Обсуждение: Multiple full page writes in a single checkpoint?

Поиск
Список
Период
Сортировка

Multiple full page writes in a single checkpoint?

От
Bruce Momjian
Дата:
Cluster file encryption plans to use the LSN and page number as the
nonce for heap/index pages.  I am looking into the use of a unique nonce
during hint bit changes.  (You need to use a new nonce for re-encrypting
a page that changes.)

log_hint_bits already gives us a unique nonce for the first hint bit
change on a page during a checkpoint, but we only encrypt on page write
to the file system, so I am researching if log_hint_bits will already
generate a unique LSN for every page write to the file system, even if
there are multiple hint-bit-caused page writes to the file system during
a single checkpoint.  (We already know this works for multiple
checkpoints.)

Our docs on full_page_writes states:

    When this parameter is on, the
    <productname>PostgreSQL</productname> server writes the entire
    content of each disk page to WAL during the first modification
    of that page after a checkpoint.

and wal_log_hints states:

    When this parameter is <literal>on</literal>, the
    <productname>PostgreSQL</productname> server writes the entire
    content of each disk page to WAL during the first modification of
    that page after a checkpoint, even for non-critical modifications
    of so-called hint bits.

However, imagine these steps:

1.  checkpoint starts
2.  page is modified by row or hint bit change
3.  page gets a new LSN and is marked as dirty
4.  page image is flushed to WAL
5.  pages is written to disk and marked as clean
6.  page is modified by data or hint bit change
7.  pages gets a new LSN and is marked as dirty
8.  page image is flushed to WAL
9.  checkpoint completes
10. pages is written to disk and marked as clean

Is the above case valid, and would it cause two full page writes to WAL?
More specifically, wouldn't it cause every write of the page to the file
system to use a new LSN?

If so, this means wal_log_hints is sufficient to guarantee a new nonce
for every page image, even for multiple hint bit changes and page writes
during a single checkpoint, and there is then no need for a hit bit
counter on the page --- the unique LSN does that for us.  I know
log_hint_bits was designed to fix torn pages, but it seems to also do
exactly what cluster file encryption needs.

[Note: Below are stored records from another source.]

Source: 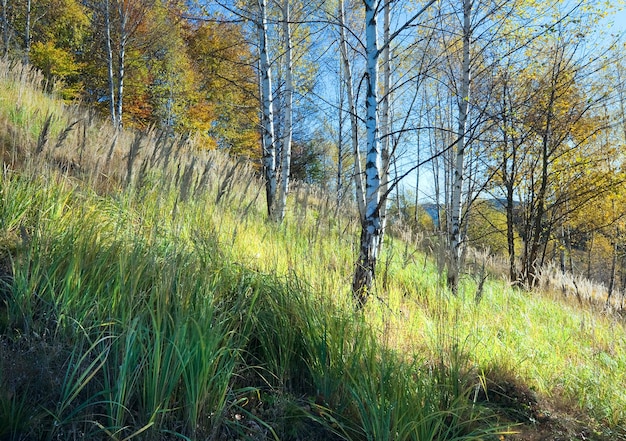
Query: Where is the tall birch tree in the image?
[352,0,436,307]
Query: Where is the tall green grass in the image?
[0,59,626,440]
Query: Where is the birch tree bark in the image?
[104,0,119,129]
[257,0,277,218]
[448,0,472,293]
[274,0,293,223]
[352,0,382,307]
[338,0,365,222]
[352,0,436,308]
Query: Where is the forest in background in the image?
[0,0,626,303]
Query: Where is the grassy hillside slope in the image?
[0,59,626,441]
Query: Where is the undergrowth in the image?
[0,58,626,441]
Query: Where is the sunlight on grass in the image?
[0,61,626,440]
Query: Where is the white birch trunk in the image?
[104,0,118,129]
[378,0,391,254]
[2,0,11,57]
[24,0,32,64]
[339,0,365,223]
[257,0,277,218]
[274,0,293,222]
[352,0,382,307]
[116,0,129,129]
[448,0,472,292]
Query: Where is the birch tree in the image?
[352,0,436,307]
[274,0,294,222]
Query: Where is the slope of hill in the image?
[0,61,626,441]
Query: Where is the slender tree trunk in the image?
[352,0,382,307]
[524,87,555,286]
[2,0,11,57]
[116,0,129,128]
[257,0,277,218]
[335,50,344,209]
[23,0,32,64]
[104,0,118,130]
[378,0,391,254]
[448,0,472,292]
[274,0,293,223]
[338,0,365,222]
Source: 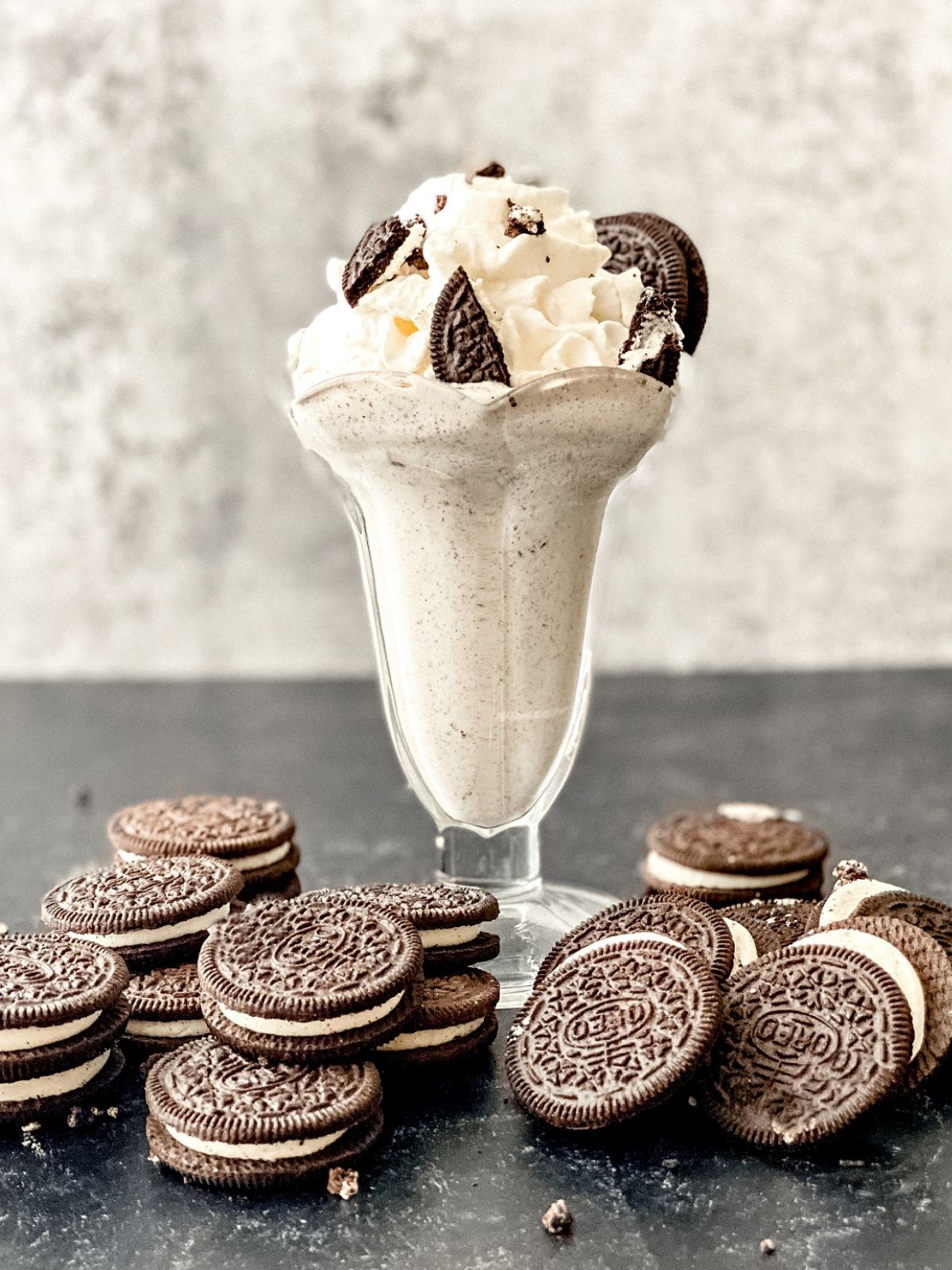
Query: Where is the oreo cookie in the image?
[309,881,508,974]
[0,935,129,1126]
[42,856,241,970]
[505,933,721,1129]
[430,265,510,386]
[643,802,829,906]
[377,970,499,1065]
[106,794,301,897]
[123,961,208,1053]
[719,899,820,951]
[340,216,427,309]
[533,894,734,991]
[198,891,423,1063]
[146,1039,383,1190]
[796,917,952,1092]
[702,945,912,1147]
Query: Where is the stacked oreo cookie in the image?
[643,802,829,906]
[506,861,952,1147]
[106,794,301,902]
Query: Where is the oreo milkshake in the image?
[290,165,703,829]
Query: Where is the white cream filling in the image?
[820,878,905,926]
[0,1010,103,1054]
[0,1049,112,1103]
[417,926,482,949]
[725,917,757,974]
[645,851,810,891]
[796,931,925,1058]
[377,1014,487,1049]
[70,904,230,949]
[218,992,404,1037]
[125,1018,208,1037]
[163,1124,347,1160]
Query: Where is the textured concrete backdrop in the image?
[0,0,952,675]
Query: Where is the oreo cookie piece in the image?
[0,935,129,1124]
[377,970,499,1065]
[146,1039,382,1190]
[42,856,241,970]
[430,265,510,385]
[309,881,508,974]
[123,961,208,1053]
[340,216,427,309]
[106,794,301,894]
[702,945,912,1147]
[643,802,829,906]
[198,891,423,1063]
[533,894,734,991]
[505,933,721,1129]
[796,917,952,1092]
[635,212,707,353]
[719,899,820,951]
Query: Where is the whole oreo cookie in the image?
[0,935,129,1124]
[42,856,241,970]
[533,894,734,988]
[146,1039,382,1190]
[123,961,208,1053]
[377,970,499,1065]
[430,267,510,385]
[198,893,423,1063]
[106,794,301,895]
[702,945,912,1147]
[309,881,499,974]
[505,933,721,1129]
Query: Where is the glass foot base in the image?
[485,883,618,1010]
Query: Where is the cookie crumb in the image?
[328,1168,360,1199]
[833,860,869,891]
[542,1199,575,1238]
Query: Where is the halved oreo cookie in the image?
[719,899,820,951]
[505,933,721,1129]
[533,894,734,989]
[42,856,241,970]
[123,961,208,1053]
[106,794,301,894]
[702,945,912,1147]
[430,265,510,385]
[796,917,952,1092]
[146,1039,382,1190]
[309,881,499,974]
[377,970,499,1065]
[340,216,427,309]
[198,893,423,1063]
[0,935,129,1124]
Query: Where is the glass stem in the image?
[436,823,542,898]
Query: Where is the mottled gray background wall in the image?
[0,0,952,675]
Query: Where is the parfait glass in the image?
[290,367,674,1007]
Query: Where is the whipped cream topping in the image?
[288,173,658,396]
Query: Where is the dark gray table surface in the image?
[0,671,952,1270]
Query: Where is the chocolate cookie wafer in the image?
[106,794,301,899]
[123,961,208,1053]
[42,856,241,970]
[146,1039,382,1190]
[643,802,829,906]
[533,894,734,989]
[0,935,129,1124]
[702,945,912,1147]
[198,893,423,1063]
[505,933,721,1129]
[309,881,499,974]
[795,917,952,1092]
[377,969,499,1065]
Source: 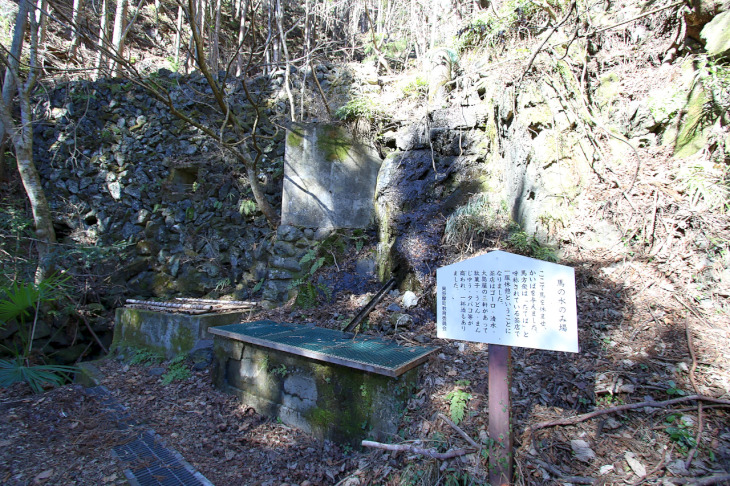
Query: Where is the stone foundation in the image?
[112,308,243,358]
[213,328,426,447]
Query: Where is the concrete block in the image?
[213,335,418,447]
[112,307,243,358]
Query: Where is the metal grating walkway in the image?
[208,321,438,377]
[86,386,213,486]
[114,431,213,486]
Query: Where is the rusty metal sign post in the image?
[436,251,578,486]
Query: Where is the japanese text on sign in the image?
[436,251,578,352]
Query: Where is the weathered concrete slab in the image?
[211,321,436,447]
[281,124,381,228]
[112,307,243,358]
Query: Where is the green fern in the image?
[0,357,79,393]
[446,389,471,424]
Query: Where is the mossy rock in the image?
[674,83,708,158]
[317,125,352,162]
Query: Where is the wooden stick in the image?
[527,457,595,484]
[127,299,213,311]
[175,297,258,307]
[526,395,730,433]
[684,314,702,471]
[361,440,474,461]
[79,314,109,354]
[672,474,730,486]
[126,304,211,315]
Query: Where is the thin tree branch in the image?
[527,395,730,433]
[361,440,474,461]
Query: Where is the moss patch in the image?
[317,125,352,162]
[286,130,304,148]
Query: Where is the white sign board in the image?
[436,251,578,353]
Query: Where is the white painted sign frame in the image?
[436,251,579,353]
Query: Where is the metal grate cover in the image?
[114,432,212,486]
[208,321,438,377]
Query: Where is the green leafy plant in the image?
[509,225,558,262]
[664,414,697,451]
[0,276,79,393]
[271,365,288,378]
[162,354,192,385]
[238,199,256,216]
[0,357,79,393]
[129,348,165,365]
[401,76,428,98]
[289,245,332,309]
[446,388,471,424]
[667,380,687,397]
[444,193,509,251]
[335,96,386,122]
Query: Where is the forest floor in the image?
[0,7,730,486]
[0,198,730,486]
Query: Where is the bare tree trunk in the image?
[185,0,279,228]
[94,0,109,79]
[236,0,253,76]
[208,0,221,74]
[111,0,127,76]
[0,2,56,282]
[175,5,184,67]
[70,0,83,57]
[36,0,48,46]
[276,0,297,121]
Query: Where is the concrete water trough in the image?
[208,321,438,446]
[112,299,256,358]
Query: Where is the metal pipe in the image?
[342,277,397,332]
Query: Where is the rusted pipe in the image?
[343,277,397,332]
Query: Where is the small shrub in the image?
[129,349,165,365]
[0,357,80,393]
[446,388,471,424]
[162,354,192,385]
[444,193,509,250]
[335,96,385,122]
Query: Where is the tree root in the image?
[361,440,474,461]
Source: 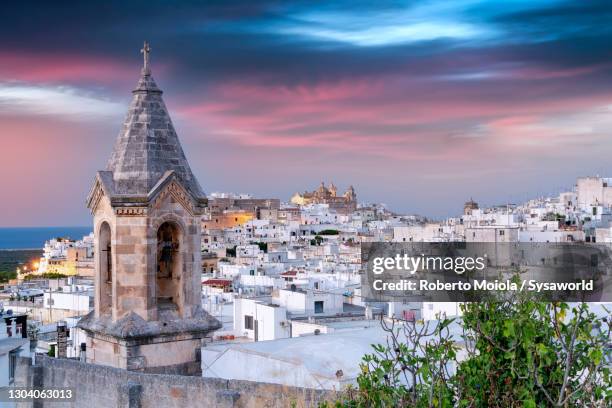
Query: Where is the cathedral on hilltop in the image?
[79,43,220,375]
[291,182,357,213]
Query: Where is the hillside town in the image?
[0,177,612,390]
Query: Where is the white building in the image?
[234,298,291,341]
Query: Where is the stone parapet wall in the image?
[15,356,334,408]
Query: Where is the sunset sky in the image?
[0,0,612,226]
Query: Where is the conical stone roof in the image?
[106,66,205,199]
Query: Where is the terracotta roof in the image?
[202,279,232,286]
[281,271,297,276]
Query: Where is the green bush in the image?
[321,278,612,408]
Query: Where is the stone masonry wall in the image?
[15,356,334,408]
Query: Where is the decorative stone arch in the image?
[153,214,188,317]
[96,219,115,315]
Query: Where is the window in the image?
[9,349,19,384]
[244,316,253,330]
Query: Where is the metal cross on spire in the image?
[140,41,151,72]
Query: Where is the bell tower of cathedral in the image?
[79,43,220,374]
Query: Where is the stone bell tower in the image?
[79,43,220,374]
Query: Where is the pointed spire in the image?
[107,42,205,198]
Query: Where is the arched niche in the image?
[98,221,113,314]
[155,221,183,314]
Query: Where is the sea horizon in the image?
[0,226,93,251]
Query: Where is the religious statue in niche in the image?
[157,223,178,278]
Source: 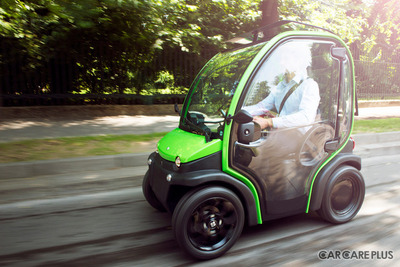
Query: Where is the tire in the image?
[172,187,245,260]
[318,166,365,224]
[142,172,166,212]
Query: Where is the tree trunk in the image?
[261,0,279,26]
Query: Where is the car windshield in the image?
[180,44,263,141]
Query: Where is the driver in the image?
[244,42,320,133]
[243,44,320,200]
[244,46,320,131]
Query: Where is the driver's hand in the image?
[253,116,273,129]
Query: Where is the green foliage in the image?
[0,0,400,100]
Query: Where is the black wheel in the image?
[142,172,166,212]
[318,166,365,224]
[172,187,245,260]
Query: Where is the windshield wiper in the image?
[185,117,211,143]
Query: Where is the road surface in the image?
[0,155,400,267]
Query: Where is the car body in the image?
[143,21,365,259]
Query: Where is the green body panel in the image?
[306,35,356,213]
[222,31,355,224]
[157,128,222,163]
[157,31,355,224]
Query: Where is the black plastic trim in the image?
[149,152,258,225]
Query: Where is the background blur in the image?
[0,0,400,107]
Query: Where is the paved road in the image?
[0,106,400,142]
[0,155,400,266]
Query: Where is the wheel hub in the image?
[203,214,223,235]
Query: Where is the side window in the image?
[339,58,353,141]
[243,40,340,128]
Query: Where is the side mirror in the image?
[226,109,253,124]
[174,103,181,115]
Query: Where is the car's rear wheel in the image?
[172,187,245,260]
[318,166,365,224]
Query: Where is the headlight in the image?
[175,157,181,168]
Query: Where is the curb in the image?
[0,132,400,179]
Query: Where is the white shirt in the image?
[245,76,320,128]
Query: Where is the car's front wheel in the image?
[172,187,245,260]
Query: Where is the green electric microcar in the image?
[143,21,365,260]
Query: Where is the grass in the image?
[0,118,400,163]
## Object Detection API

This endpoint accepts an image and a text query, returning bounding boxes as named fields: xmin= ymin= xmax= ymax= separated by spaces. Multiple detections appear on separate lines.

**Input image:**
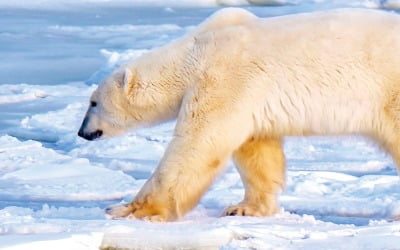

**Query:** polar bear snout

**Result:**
xmin=78 ymin=117 xmax=103 ymax=141
xmin=78 ymin=129 xmax=103 ymax=141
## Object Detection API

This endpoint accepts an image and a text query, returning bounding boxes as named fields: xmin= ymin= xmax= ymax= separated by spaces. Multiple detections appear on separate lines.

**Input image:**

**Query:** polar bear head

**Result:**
xmin=78 ymin=63 xmax=182 ymax=140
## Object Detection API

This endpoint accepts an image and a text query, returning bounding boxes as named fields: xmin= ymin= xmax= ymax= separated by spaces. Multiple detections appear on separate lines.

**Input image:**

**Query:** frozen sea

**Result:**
xmin=0 ymin=0 xmax=400 ymax=249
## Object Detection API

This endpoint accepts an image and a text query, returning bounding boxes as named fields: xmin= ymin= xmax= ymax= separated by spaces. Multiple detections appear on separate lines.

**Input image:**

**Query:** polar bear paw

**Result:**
xmin=105 ymin=201 xmax=168 ymax=222
xmin=223 ymin=202 xmax=279 ymax=217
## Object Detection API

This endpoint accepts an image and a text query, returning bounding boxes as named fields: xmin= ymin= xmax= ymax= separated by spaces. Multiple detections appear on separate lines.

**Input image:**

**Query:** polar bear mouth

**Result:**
xmin=78 ymin=129 xmax=103 ymax=141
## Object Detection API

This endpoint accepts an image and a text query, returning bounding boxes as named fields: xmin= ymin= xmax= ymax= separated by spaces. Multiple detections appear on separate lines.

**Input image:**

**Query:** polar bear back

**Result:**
xmin=195 ymin=9 xmax=400 ymax=136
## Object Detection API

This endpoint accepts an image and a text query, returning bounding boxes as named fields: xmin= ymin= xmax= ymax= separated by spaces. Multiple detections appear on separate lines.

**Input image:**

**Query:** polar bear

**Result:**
xmin=78 ymin=8 xmax=400 ymax=221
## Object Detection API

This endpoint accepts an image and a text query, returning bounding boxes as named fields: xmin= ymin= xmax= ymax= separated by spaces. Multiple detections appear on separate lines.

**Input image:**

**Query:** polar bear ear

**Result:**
xmin=122 ymin=68 xmax=134 ymax=94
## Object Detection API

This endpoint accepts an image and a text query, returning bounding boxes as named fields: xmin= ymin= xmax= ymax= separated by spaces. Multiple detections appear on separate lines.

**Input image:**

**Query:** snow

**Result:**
xmin=0 ymin=0 xmax=400 ymax=249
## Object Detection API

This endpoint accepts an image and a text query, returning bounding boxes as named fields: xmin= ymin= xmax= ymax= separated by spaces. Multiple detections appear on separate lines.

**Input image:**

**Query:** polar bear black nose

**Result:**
xmin=78 ymin=129 xmax=103 ymax=141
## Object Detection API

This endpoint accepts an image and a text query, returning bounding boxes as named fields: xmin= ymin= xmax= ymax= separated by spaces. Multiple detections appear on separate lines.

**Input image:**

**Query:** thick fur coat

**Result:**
xmin=79 ymin=9 xmax=400 ymax=221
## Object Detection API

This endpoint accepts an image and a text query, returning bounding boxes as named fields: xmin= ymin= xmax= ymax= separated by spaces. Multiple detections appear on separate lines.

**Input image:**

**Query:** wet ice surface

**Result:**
xmin=0 ymin=1 xmax=400 ymax=249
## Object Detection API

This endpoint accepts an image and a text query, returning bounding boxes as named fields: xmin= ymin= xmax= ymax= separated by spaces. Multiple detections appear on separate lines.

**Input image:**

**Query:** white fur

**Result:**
xmin=79 ymin=9 xmax=400 ymax=220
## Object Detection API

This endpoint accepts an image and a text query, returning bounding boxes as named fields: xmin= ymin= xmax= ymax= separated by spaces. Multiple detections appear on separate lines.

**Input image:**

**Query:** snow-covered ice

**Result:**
xmin=0 ymin=0 xmax=400 ymax=249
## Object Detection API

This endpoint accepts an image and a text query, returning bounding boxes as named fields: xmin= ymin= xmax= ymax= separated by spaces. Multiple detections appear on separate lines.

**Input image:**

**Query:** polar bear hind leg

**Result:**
xmin=224 ymin=138 xmax=285 ymax=216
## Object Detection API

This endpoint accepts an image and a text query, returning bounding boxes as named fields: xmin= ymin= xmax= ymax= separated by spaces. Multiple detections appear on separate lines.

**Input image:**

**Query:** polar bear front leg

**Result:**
xmin=224 ymin=138 xmax=285 ymax=216
xmin=107 ymin=90 xmax=251 ymax=221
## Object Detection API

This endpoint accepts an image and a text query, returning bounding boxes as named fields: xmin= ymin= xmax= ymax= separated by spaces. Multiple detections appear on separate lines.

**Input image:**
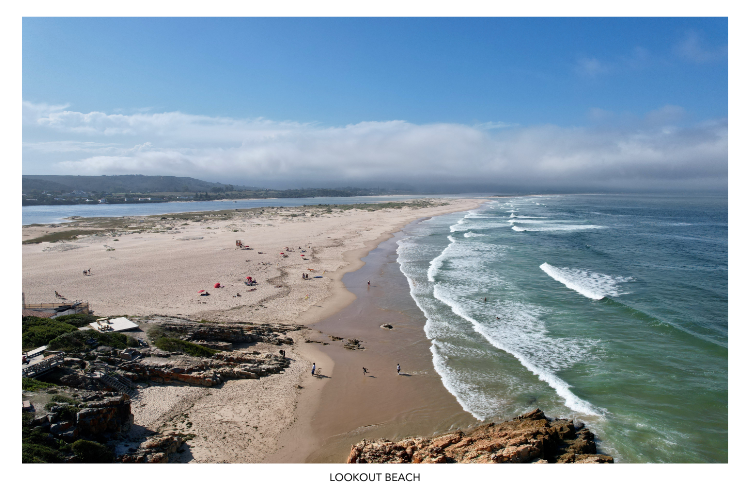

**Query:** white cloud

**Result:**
xmin=24 ymin=101 xmax=727 ymax=189
xmin=575 ymin=58 xmax=609 ymax=77
xmin=674 ymin=31 xmax=727 ymax=63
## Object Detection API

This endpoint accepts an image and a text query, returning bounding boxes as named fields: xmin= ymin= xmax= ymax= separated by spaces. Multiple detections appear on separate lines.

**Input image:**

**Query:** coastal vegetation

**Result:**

If the above is all true, should we update the docs, READMEs, or C
comments about this?  I think the cluster file encryption patch would at
least need to document that we need to keep this behavior, because I
don't think log_hint_bits needs to behave this way for checksum
purposes because of the way full page writes are processed during crash
recovery.

-- 
  Bruce Momjian  <bruce@momjian.us>        https://momjian.us
  EDB                                      https://enterprisedb.com

  The usefulness of a cup is in its emptiness, Bruce Lee




Re: Multiple full page writes in a single checkpoint?

От
Andres Freund
Дата:
Hi,

On 2021-02-03 18:05:56 -0500, Bruce Momjian wrote:
> log_hint_bits already gives us a unique nonce for the first hint bit
> change on a page during a checkpoint, but we only encrypt on page write
> to the file system, so I am researching if log_hint_bits will already
> generate a unique LSN for every page write to the file system, even if
> there are multiple hint-bit-caused page writes to the file system during
> a single checkpoint.  (We already know this works for multiple
> checkpoints.)

No, it won't:

> However, imagine these steps:
> 
> 1.  checkpoint starts
> 2.  page is modified by row or hint bit change
> 3.  page gets a new LSN and is marked as dirty
> 4.  page image is flushed to WAL
> 5.  pages is written to disk and marked as clean
> 6.  page is modified by data or hint bit change
> 7.  pages gets a new LSN and is marked as dirty
> 8.  page image is flushed to WAL
> 9.  checkpoint completes
> 10. pages is written to disk and marked as clean
> 
> Is the above case valid, and would it cause two full page writes to WAL?
> More specifically, wouldn't it cause every write of the page to the file
> system to use a new LSN?

No. 8) won't happen.  Look e.g. at XLogSaveBufferForHint():

    /*
     * Update RedoRecPtr so that we can make the right decision
     */
    RedoRecPtr = GetRedoRecPtr();

    /*
     * We assume page LSN is first data on *every* page that can be passed to
     * XLogInsert, whether it has the standard page layout or not. Since we're
     * only holding a share-lock on the page, we must take the buffer header
     * lock when we look at the LSN.
     */
    lsn = BufferGetLSNAtomic(buffer);

    if (lsn <= RedoRecPtr)
        /* wal log hint bit */

The RedoRecPtr is determined at 1. and doesn't change between 4) and
8). The LSN for 4) has to be *past* the RedoRecPtr from 1). Therefore we
don't do another FPW.


Changing this is *completely* infeasible. In a lot of workloads it'd
cause a *massive* explosion of WAL volume. Like quadratically. You'll
need to find another way to generate a nonce.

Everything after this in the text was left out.